Every election, people talk about how to get the youth to vote, Abby Kiesa, the director of impact at the Tufts center, said, but they rarely acknowledge the hurdles young people face to get to the polls.
Those challenges, Kiesa said, include the basic one of outreach: voting organizations are more likely to contact people who are already registered or have voted before than first-time voters. Young voters also face a huge education gap in understanding why voting matters. And in the 39 states the center surveyed in June, registration among 18 to 24 year olds was higher than 2016 levels in 20 states, but among first-time presidential voters ages 18 to 19, registration was down in 30 of the 39 states compared to the last election. These gaps, Kiesa says, are not about youth interest: they actually demonstrate whether states have a robust electoral and civic infrastructure. With tabling and in-person outreach limited during the pandemic, young people could easily fall further through the cracks in 2020, she added.
This year, focusing on college campuses is hard. It is difficult to determine what happens if a student moves on campus, registers, and then has to go home because COVID-19 shuts down their campus. Plus, some states also have laws purposefully engineered to discourage out-of-states students to register to vote on campus.

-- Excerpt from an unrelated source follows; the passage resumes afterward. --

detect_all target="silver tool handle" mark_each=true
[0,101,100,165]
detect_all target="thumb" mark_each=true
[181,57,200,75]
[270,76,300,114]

But college campuses are far from the only place to find younger voters. “Almost 40 percent of 18-29 year olds don’t have any college experiences,” Keisa said. It’s these young people who are often even further ignored by the political system.
Still, Keisa has faith in youth, who she says "are filling the gaps themselves.”
Abernathy and the other women behind Voteology hope the site can help fill in those gaps, even if it can’t get all of them. They want to reach voters who might not even like who is on the ballot, but should participate anyway.
“Just because you don’t think Biden or Trump represent who you want to run our country, doesn’t mean you should sit out,” Abernathy said.